The Packers' playoff dreams are over, but before they can take a vacation (and hire a new coach), they need to figure out their two-week plan for Aaron Rodgers

Rodgers, who dealt with a knee injury earlier in the season and played through a minor groin injury that he sustained during Sunday's loss to the Bears, isn't in the MVP conversation. He doesn't have much to play for other than trying to end the season on a positive note after the team's season nosedived over the past couple months. It wouldn't be dumb to suggest the Packers should let Rodgers heal up on the sidelines while also improving their draft position as DeShone Kizer gets valuable reps that could matter in the seasons to come. The last two weeks under an interim coach in a lost season don't matter.

But it doesn't sound like the Packers will sit Rodgers in Weeks 16 and 17. For one, Rodgers wants to play.

And interim coach Joe Philbin sounds like he wants Rodgers to finish out the season.

"In the general sense, my philosophy is football players are paid to play football games, and football coaches are paid to coach football games, so obviously we have to go through the week and we would never put any player out there that wasn't physically ready to go," Philbin said, per ESPN. "But that's my general philosophy and overall philosophy whether it's Aaron Rodgers or anybody else. We're the Green Bay Packers, we're a football team and we're in the business of winning football games, and we want all our players who are healthy to contribute to the overall success of the team. Period."

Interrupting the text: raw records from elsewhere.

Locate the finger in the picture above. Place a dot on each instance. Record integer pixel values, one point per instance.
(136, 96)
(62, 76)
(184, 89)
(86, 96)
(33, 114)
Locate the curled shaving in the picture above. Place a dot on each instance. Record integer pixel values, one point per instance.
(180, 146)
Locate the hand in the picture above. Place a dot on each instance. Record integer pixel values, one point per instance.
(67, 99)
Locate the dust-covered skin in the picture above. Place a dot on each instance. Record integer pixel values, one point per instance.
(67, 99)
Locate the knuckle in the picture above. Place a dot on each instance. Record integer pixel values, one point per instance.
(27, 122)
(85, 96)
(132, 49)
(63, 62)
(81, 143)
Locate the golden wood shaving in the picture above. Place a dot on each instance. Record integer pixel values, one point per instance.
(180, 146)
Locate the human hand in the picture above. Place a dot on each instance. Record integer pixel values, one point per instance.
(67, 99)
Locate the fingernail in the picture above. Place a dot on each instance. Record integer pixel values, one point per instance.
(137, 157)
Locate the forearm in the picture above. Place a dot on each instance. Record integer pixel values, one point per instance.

(Stream Thursday's game, Saturday's games and all of Sunday's games on fuboTV, try it for free, and stream the CBS games on CBS All Access.)

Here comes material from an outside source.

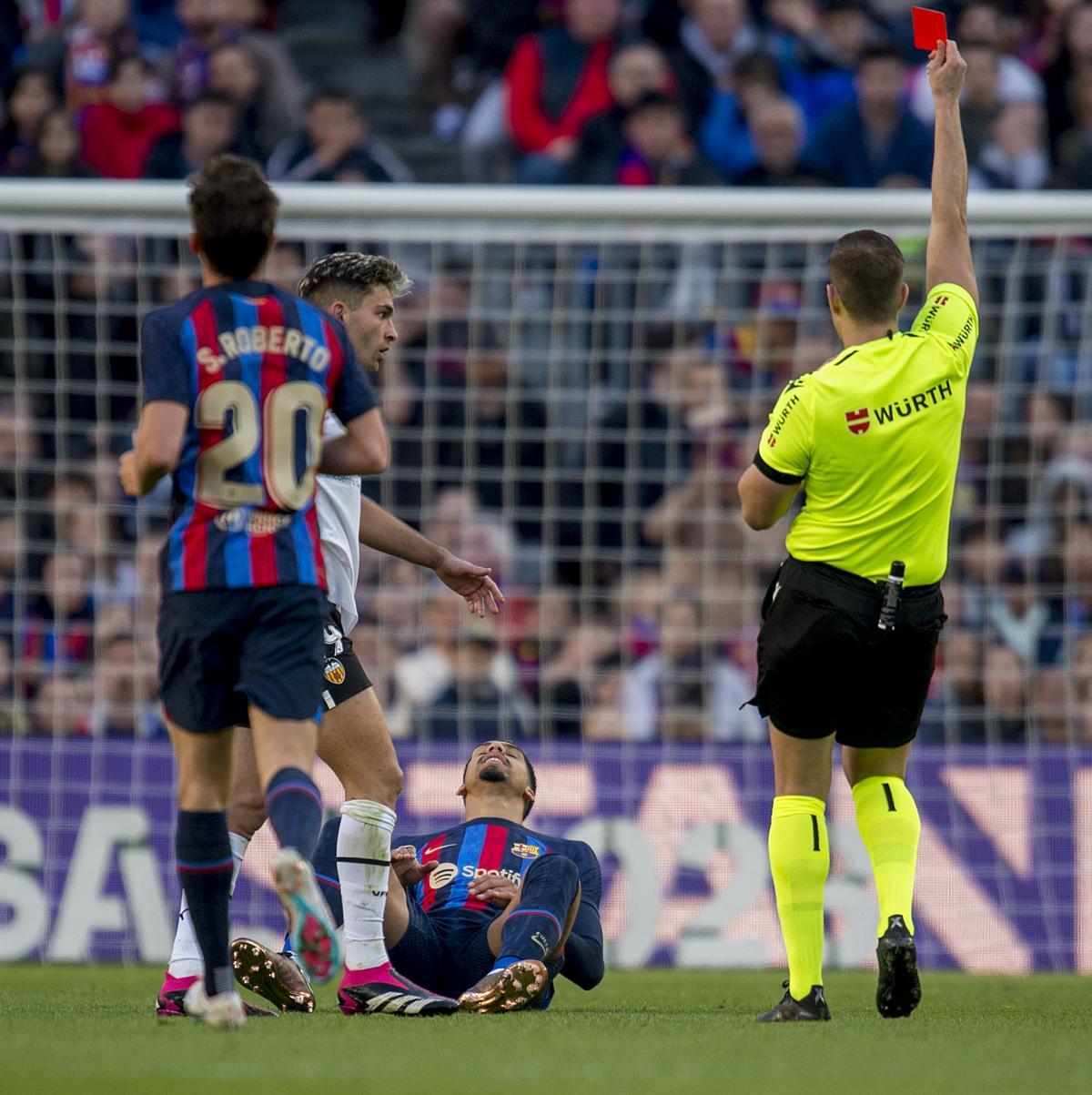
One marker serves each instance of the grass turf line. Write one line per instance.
(90, 1029)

Philbin reiterated his approach.

"I think when you sign up for the 2018 NFL season, you sign up for a 16-game season and hopefully you earn the opportunity to extend that and to compete for a championship," Philbin said. "Obviously the extension part is over. That being said, you're a football player, you're part of a team and your one role is to the contribute to the overall success of the team. And the team has an opportunity to win a game Sunday against the New York Jets, and if our players, they should want to participate because they're good teammates and they should. I think that's their obligation to the team. So we'll see. If there are other discussions contrary to that, we'll certainly cross that bridge and discuss it.

"Again, I think it's bigger than Aaron Rodgers. This is a football team. You're a football player. You're employed by the Green Bay Packers just like if players or coaches were to say, 'Geez I'd like to go home tonight and not prepare as hard for this game because we're not going to the playoffs,' I mean, that's not a professional approach to the job, I don't think."

Just because Rodgers and Philbin are saying they want him to play now doesn't mean the front office can't step in and send Rodgers to the bench. The comments the coach and quarterback made above don't serve as a guarantee that Rodgers will be playing against the Jets and Lions to close out the season. The Packers' decision makers could decide that they want a closer look at Kizer. They could decide that Rodgers playing with a bad groin is too risky. Sending Rodgers to the bench could help them get a higher draft pick. And the groin injury gives the Packers the excuse they need to sit him. 

If all of this feels foreign, that's because the Packers haven't missed the playoffs with a healthy Rodgers since his first season as the starter way back in 2008. Rodgers also hasn't endured a season like this one ever before. Much has been made about his low interception count (2), but his touchdown rate has dropped all the way down to 4.3 percent -- a 2.4 percent decrease from last season -- which would be the lowest touchdown percentage of his career as a starter. As a result of his down season, which just happened to coincide with the ascent of the Bears, Rodgers is taking more criticism than usual.

We're not used to seeing the Packers miss the playoffs when Rodgers is playing. And we're not used to seeing Rodgers play like this. Nothing that happens in the final two weeks of the season can change any of that.